Been there and I feel for you. A couple of observations:

- A marriage counselor told me I need to make sure I've given 5 geniune compliments before one criticism.

- Everything you wrote was about your efforts to get what you want from her. What does she want that she's not getting from you? Have you asked her? Have you listened when she tried to tell you? Usually, that's the deal. You are doing x,y and z that a wonderful husband would do. Congratulations, but in her mind, you are not doing a, b and c that she wants you to do.

- If and when you do ask her, assuming you reflect back on what she's told you and you can't recall anything, you need to be doing it just for her, not so she will reciprocate with what you want.


----------



## Sawney Beane (May 1, 2011)

VLR said:


> Been there and I feel for you.

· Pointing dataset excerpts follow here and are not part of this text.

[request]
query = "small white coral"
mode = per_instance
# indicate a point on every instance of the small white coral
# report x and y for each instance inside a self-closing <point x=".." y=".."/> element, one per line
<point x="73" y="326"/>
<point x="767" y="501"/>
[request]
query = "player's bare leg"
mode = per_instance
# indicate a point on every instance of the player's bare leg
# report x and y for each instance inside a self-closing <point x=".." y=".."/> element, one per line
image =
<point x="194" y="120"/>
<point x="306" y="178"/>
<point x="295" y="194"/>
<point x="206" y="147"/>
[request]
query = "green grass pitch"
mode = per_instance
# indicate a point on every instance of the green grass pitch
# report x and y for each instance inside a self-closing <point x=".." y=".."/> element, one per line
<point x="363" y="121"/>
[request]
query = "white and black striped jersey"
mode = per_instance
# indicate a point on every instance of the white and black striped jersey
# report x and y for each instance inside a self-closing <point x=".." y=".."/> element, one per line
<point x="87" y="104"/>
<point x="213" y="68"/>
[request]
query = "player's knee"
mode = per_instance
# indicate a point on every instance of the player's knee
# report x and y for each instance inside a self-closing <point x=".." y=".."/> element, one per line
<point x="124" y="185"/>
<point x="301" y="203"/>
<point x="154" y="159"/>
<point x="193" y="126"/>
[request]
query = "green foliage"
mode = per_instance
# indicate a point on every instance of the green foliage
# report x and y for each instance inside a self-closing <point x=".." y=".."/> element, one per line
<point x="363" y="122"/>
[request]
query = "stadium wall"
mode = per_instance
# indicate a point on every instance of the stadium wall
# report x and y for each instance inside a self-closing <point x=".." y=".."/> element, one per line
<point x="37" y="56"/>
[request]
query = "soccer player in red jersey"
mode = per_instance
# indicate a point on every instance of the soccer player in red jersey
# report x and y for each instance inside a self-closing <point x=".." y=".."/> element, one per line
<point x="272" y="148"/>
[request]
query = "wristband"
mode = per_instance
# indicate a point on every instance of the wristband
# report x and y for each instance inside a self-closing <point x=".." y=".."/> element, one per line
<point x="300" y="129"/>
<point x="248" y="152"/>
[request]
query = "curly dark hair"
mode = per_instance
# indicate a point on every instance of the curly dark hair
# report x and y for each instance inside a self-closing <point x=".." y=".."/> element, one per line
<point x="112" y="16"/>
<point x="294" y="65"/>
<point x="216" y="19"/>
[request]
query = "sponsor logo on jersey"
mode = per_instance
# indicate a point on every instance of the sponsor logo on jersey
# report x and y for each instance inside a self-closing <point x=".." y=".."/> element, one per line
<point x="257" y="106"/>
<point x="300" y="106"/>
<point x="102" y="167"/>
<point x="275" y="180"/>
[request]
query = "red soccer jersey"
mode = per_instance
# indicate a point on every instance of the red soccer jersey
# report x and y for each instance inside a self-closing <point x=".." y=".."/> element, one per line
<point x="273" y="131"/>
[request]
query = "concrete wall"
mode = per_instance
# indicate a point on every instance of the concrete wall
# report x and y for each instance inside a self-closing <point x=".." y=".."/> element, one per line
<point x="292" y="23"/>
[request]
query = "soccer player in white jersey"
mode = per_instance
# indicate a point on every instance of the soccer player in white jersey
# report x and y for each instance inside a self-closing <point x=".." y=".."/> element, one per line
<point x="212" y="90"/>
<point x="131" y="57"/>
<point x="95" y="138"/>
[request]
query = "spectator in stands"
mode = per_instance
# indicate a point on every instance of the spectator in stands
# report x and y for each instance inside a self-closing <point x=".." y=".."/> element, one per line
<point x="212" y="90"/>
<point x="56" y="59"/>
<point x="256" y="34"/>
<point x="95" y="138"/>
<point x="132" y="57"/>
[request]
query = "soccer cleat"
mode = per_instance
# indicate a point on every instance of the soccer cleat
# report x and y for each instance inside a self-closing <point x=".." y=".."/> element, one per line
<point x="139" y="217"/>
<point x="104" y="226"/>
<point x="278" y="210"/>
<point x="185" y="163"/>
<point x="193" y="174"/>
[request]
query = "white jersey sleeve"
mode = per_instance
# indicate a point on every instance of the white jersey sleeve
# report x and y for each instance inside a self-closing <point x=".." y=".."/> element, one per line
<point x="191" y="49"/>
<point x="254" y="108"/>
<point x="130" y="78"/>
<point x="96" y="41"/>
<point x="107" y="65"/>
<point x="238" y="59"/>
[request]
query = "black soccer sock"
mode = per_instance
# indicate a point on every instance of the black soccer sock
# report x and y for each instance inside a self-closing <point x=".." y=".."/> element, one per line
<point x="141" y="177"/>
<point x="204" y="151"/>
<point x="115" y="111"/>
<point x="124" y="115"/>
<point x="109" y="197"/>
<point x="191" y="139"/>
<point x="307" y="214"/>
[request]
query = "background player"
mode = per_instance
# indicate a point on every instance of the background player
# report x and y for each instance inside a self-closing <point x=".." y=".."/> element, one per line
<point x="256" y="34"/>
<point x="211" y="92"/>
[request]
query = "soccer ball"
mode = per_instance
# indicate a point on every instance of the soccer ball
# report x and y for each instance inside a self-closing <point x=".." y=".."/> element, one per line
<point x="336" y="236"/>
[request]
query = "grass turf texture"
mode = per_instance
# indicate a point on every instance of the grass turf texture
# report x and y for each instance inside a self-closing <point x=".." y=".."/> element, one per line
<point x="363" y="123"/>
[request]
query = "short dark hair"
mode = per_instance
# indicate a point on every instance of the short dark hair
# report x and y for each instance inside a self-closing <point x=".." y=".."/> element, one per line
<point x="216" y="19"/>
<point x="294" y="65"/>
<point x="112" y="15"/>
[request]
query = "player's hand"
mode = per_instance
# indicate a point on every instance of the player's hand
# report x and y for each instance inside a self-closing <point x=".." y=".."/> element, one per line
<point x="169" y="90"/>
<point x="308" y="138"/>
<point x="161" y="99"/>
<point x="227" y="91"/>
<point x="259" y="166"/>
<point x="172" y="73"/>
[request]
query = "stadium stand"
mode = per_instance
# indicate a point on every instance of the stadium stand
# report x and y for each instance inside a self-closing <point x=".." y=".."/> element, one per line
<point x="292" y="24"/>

A couple of observations:
> 
> - A marriage counselor told me I need to make sure I've given 5 geniune compliments before one criticism.


Judging by what I read on here, there are some people who would struggle to find five things to be genuinely complimentary about with their partners.

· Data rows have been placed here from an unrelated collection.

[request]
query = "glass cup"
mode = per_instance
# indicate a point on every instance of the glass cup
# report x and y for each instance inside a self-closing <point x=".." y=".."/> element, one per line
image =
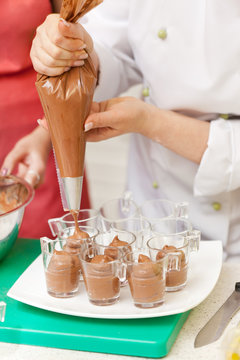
<point x="153" y="210"/>
<point x="140" y="227"/>
<point x="86" y="217"/>
<point x="116" y="209"/>
<point x="102" y="276"/>
<point x="146" y="278"/>
<point x="177" y="247"/>
<point x="178" y="226"/>
<point x="2" y="310"/>
<point x="116" y="243"/>
<point x="62" y="269"/>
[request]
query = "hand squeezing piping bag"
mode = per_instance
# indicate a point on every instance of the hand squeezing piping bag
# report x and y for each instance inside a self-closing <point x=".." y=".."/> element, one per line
<point x="66" y="100"/>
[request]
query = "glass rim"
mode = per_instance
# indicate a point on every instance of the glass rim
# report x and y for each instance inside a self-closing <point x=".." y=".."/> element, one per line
<point x="83" y="227"/>
<point x="140" y="251"/>
<point x="88" y="262"/>
<point x="123" y="231"/>
<point x="177" y="247"/>
<point x="114" y="200"/>
<point x="133" y="218"/>
<point x="61" y="218"/>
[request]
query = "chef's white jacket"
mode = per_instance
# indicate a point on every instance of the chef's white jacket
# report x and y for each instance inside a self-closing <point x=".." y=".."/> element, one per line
<point x="187" y="56"/>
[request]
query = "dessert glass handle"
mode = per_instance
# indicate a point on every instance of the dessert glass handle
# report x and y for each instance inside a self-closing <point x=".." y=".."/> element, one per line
<point x="181" y="210"/>
<point x="122" y="271"/>
<point x="55" y="226"/>
<point x="2" y="310"/>
<point x="194" y="237"/>
<point x="173" y="262"/>
<point x="127" y="197"/>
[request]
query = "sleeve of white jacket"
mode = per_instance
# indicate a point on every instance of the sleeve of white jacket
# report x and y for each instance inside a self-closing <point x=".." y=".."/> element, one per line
<point x="219" y="170"/>
<point x="108" y="26"/>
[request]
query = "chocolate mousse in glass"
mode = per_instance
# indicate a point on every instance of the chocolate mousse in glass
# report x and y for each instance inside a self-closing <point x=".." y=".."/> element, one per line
<point x="102" y="275"/>
<point x="62" y="269"/>
<point x="61" y="259"/>
<point x="146" y="278"/>
<point x="116" y="243"/>
<point x="177" y="248"/>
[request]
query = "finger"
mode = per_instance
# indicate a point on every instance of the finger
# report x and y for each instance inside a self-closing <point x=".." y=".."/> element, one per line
<point x="98" y="120"/>
<point x="75" y="31"/>
<point x="101" y="134"/>
<point x="33" y="177"/>
<point x="50" y="61"/>
<point x="61" y="48"/>
<point x="50" y="71"/>
<point x="11" y="160"/>
<point x="43" y="123"/>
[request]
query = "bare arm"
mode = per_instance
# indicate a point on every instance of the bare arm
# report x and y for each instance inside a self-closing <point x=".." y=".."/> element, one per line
<point x="183" y="135"/>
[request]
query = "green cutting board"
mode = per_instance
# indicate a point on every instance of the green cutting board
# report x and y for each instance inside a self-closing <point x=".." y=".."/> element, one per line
<point x="24" y="324"/>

"Darling, you really do BREATHE so well...":rofl:


----------



## Chris Taylor (Jul 22, 2010)

As VLR suggested, maybe all the things you do for her ISN'T what she's looking for.

Maybe with three kids 10-15, what she really wants is to be left alone for some period of time during the week.

Maybe not, but you need to find out what is missing. these issues are rarely one-sided and what you re doing or not doing is probably not very evident.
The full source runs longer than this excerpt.